Attention all NFL executives and coaches: If your offseason training activities are voluntary, stop complaining when a player doesn't volunteer to forfeit his vacation time.
ESPN ran with a story on its website today saying that some Washington Redskins players are unhappy that defensive tackle Albert Haynesworth hasn't reported to voluntary camps.
I actually understand the problem the 'Skins have with Haynesworth staying home. They're busting their butts and they want the superstar lineman to be out there doing it with them. After all, as defensive end Phillip Daniels said, "There is no room for negotiation at 4-12."
That was Washington's record last year when the defense played out of a base 4-3 package. New defense coordinator Jim Haslett apparently plans to install a 3-4 scheme, which Haynesworth has no desire to play in.
Fine. Criticize the overpriced lineman for not wanting to play in a defense because he likes another one better. Criticize him for the apparent attitude problems he flashed all through a disappointing first season with the Redskins.
But don't criticize Haynesworth purely for not attending a voluntary mini camp.
It's one of the more absurd aspects of the NFL. Every team holds voluntary mini camps and conducts voluntary conditioning programs. As their name implies, these camps and programs are not required. Coaches cannot force players to attend or participate. Players cannot be fined or otherwise disciplined within the team for failing to volunteer.
And yet, every offseason, a coach will call out one of his players in the media for not attending a voluntary camp. He'll say he really needs the guy there, and that he's disappointed he didn't show up.

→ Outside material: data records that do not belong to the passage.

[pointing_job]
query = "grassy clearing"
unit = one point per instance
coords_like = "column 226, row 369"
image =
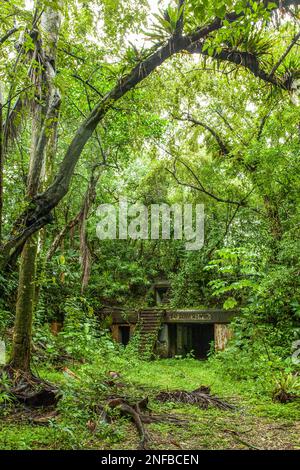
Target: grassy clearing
column 256, row 423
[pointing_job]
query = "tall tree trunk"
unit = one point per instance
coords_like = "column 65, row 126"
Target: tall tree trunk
column 41, row 136
column 21, row 350
column 1, row 165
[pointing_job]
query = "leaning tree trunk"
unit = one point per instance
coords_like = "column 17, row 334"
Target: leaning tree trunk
column 1, row 164
column 41, row 136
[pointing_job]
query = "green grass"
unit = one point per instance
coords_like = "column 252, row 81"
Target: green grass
column 256, row 423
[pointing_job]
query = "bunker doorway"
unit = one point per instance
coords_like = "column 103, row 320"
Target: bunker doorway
column 124, row 334
column 190, row 337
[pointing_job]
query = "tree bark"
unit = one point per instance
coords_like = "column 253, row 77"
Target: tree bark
column 21, row 350
column 1, row 165
column 42, row 114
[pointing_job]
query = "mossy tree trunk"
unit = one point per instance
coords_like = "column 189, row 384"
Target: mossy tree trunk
column 21, row 351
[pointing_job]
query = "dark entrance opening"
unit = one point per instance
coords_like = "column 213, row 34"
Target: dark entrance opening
column 190, row 337
column 124, row 334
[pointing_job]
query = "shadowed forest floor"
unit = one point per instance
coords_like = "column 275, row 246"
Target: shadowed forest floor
column 257, row 423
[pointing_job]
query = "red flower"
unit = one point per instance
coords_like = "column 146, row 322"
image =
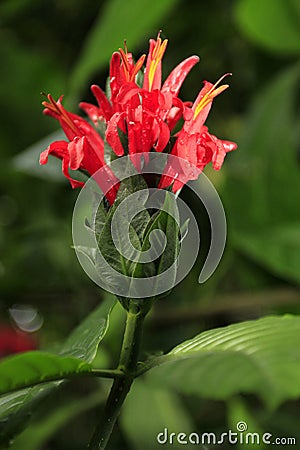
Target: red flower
column 12, row 341
column 145, row 113
column 194, row 143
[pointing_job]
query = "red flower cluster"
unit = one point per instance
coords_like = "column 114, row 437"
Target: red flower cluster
column 145, row 113
column 12, row 341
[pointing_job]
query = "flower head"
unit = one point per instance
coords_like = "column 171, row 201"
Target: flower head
column 139, row 117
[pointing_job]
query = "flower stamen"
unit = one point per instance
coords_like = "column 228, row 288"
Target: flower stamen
column 211, row 94
column 156, row 57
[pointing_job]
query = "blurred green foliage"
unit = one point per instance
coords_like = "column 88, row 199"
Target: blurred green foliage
column 63, row 46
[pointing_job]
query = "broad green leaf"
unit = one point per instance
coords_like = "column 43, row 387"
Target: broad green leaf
column 239, row 416
column 139, row 427
column 84, row 340
column 17, row 408
column 277, row 249
column 260, row 357
column 117, row 20
column 273, row 24
column 39, row 432
column 29, row 368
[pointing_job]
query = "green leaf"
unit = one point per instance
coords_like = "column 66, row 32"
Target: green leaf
column 273, row 24
column 140, row 428
column 119, row 20
column 276, row 249
column 17, row 408
column 260, row 357
column 83, row 342
column 267, row 175
column 35, row 437
column 164, row 221
column 30, row 368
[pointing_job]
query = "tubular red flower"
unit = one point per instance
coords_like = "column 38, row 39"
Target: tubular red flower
column 139, row 119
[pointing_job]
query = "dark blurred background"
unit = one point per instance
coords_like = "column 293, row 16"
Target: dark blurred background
column 64, row 46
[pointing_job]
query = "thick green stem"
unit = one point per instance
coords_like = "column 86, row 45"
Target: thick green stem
column 121, row 385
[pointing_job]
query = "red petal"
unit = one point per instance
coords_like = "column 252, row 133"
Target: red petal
column 112, row 136
column 57, row 148
column 164, row 136
column 76, row 152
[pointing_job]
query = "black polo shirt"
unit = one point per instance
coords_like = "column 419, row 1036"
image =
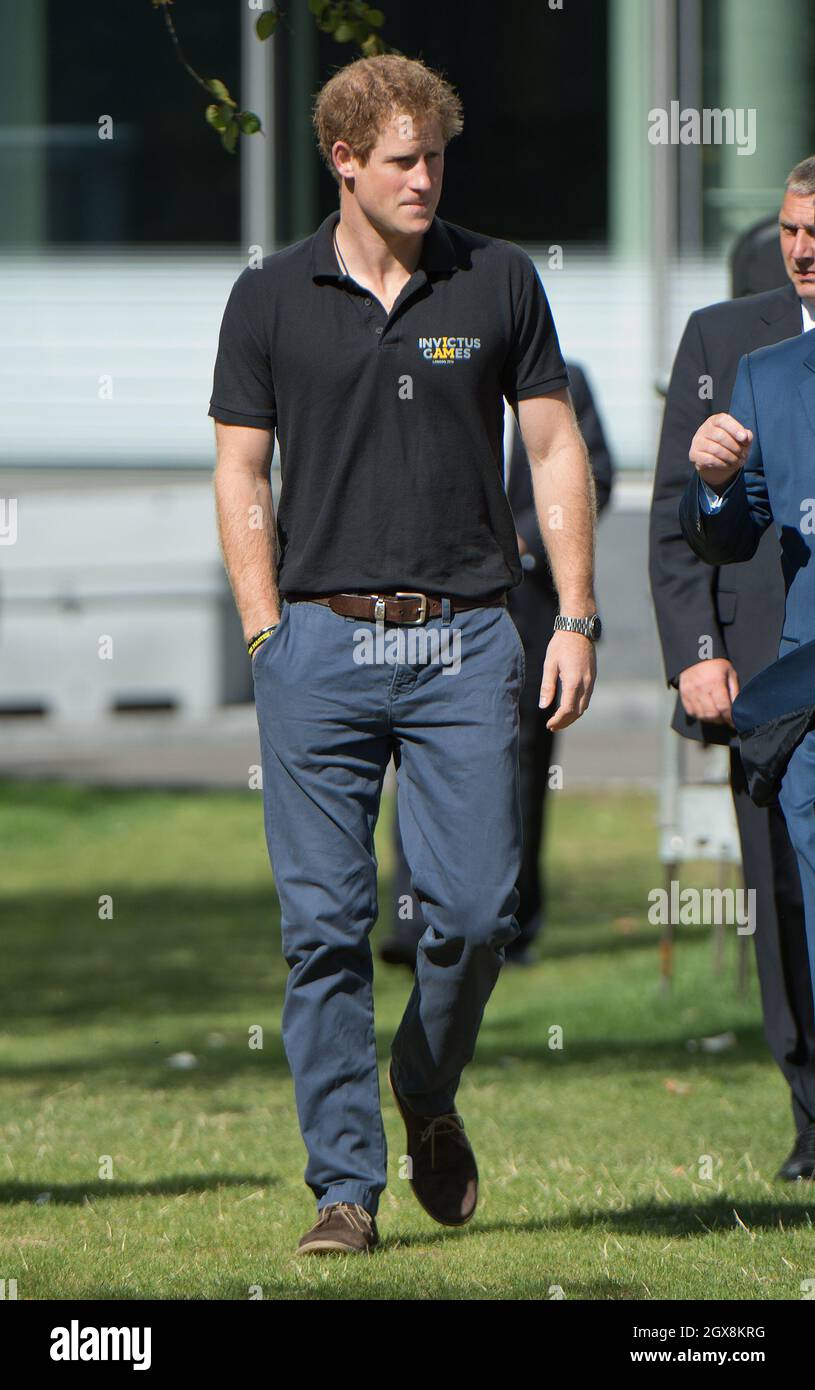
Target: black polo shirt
column 390, row 426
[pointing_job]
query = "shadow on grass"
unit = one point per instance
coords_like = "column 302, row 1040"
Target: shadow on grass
column 74, row 1194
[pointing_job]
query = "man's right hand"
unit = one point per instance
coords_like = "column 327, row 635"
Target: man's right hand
column 708, row 690
column 719, row 448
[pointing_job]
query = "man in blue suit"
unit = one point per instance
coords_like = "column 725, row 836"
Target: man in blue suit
column 757, row 466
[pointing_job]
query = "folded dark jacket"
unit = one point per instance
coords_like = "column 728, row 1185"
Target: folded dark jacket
column 772, row 715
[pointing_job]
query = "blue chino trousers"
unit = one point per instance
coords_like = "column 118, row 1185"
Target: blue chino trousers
column 335, row 699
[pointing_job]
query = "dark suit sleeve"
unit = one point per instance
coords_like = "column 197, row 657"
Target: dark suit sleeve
column 733, row 530
column 593, row 432
column 682, row 587
column 598, row 456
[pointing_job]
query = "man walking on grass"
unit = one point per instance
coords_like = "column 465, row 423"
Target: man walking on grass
column 381, row 349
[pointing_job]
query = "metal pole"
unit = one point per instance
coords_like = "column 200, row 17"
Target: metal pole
column 257, row 152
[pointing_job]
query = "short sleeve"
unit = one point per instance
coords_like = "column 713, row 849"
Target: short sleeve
column 242, row 384
column 534, row 364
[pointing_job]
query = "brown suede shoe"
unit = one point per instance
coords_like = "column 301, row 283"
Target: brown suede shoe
column 445, row 1178
column 345, row 1228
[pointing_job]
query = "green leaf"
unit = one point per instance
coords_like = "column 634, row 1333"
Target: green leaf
column 249, row 123
column 219, row 89
column 214, row 116
column 266, row 24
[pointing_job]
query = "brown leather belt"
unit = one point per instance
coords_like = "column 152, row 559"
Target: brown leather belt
column 406, row 608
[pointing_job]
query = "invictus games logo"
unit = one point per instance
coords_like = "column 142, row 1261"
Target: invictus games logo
column 448, row 349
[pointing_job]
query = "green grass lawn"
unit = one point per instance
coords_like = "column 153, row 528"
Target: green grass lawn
column 588, row 1154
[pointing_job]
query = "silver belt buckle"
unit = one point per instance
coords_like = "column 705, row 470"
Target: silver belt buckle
column 410, row 594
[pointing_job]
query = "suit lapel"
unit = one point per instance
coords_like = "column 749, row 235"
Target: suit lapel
column 780, row 319
column 807, row 384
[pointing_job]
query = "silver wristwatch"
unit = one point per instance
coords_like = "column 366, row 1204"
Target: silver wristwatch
column 590, row 627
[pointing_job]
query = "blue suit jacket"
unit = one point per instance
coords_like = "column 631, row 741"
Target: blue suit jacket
column 775, row 398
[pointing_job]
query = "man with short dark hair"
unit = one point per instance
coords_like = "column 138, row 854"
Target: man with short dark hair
column 381, row 349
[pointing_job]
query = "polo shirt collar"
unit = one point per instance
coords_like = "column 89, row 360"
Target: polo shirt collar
column 437, row 250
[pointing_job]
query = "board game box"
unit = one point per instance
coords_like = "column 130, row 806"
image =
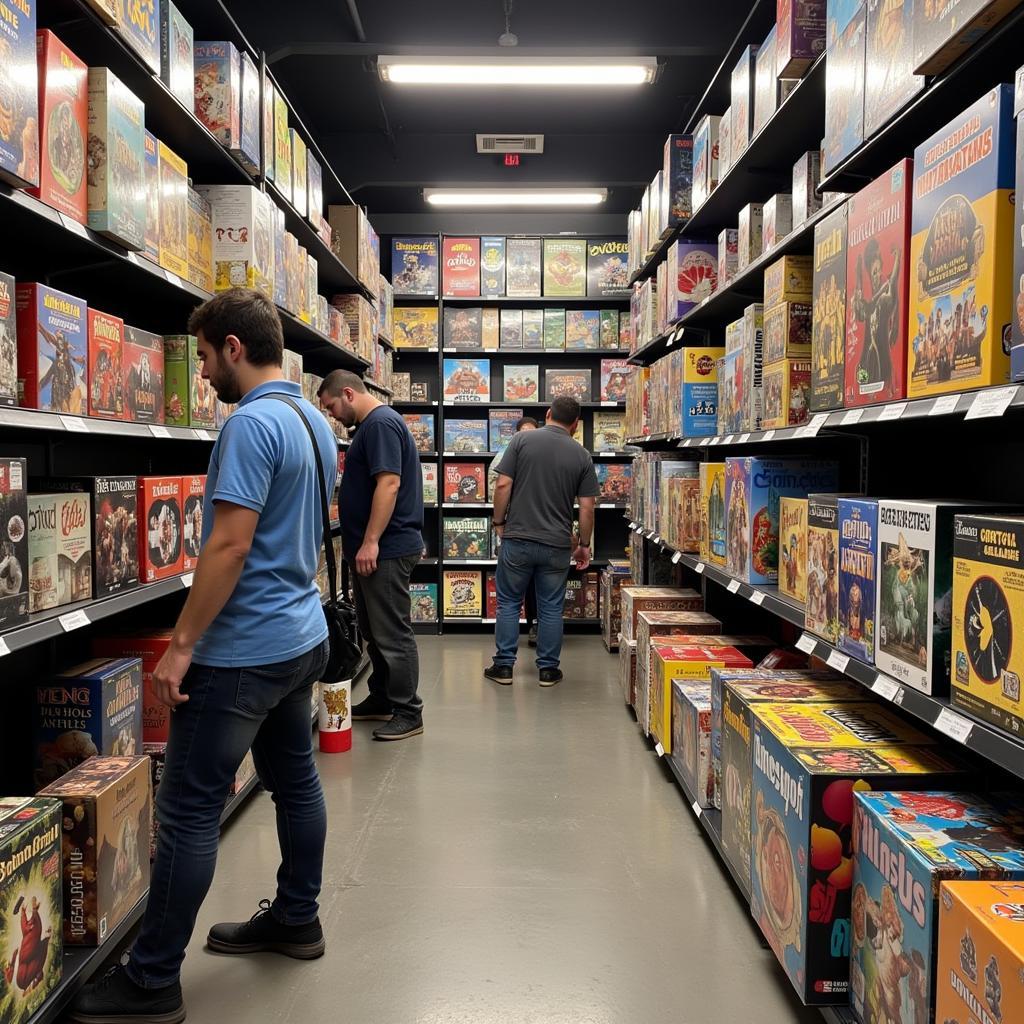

Coach may not be able to fine or bench his player. But he can certainly apply pressure and wreck a player's reputation by tricking the public into thinking he has done something wrong.
Again, the camps are voluntary. We ain't even talkin' 'bout practice. We're talkin' about practice that is not required!
How many of you 9-to-5ers volunteer to come into work on Saturdays? Sure, your boss might like it. But if he doesn't make you, you're not doing it. What's interesting about this particular case is that the players are the ones calling out Haynesworth. But they're not any more right to do so than the coach.
Players in the NFL live a good life. They make lots and lots and lots of money playing a game that most of us loved to play for free as kids. But they pay the price, too, with devastating injuries, the lifelong effects of which we are only just now beginning to comprehend.
So even if I'd love for every player on every team to show up for practice, required or not, and work with their teammates to get better every chance they get, it doesn't make a player wrong to decide to sit out of those voluntary work outs.
I don't know Albert Haynesworth. Maybe he's a terrible teammate and a general pain in the ass. But if a nine year NFL veteran with two Pro Bowls under his belt and an enormous, unhealthy, but required lineman gut above that belt wants to sit a few out in May, I don't see the problem.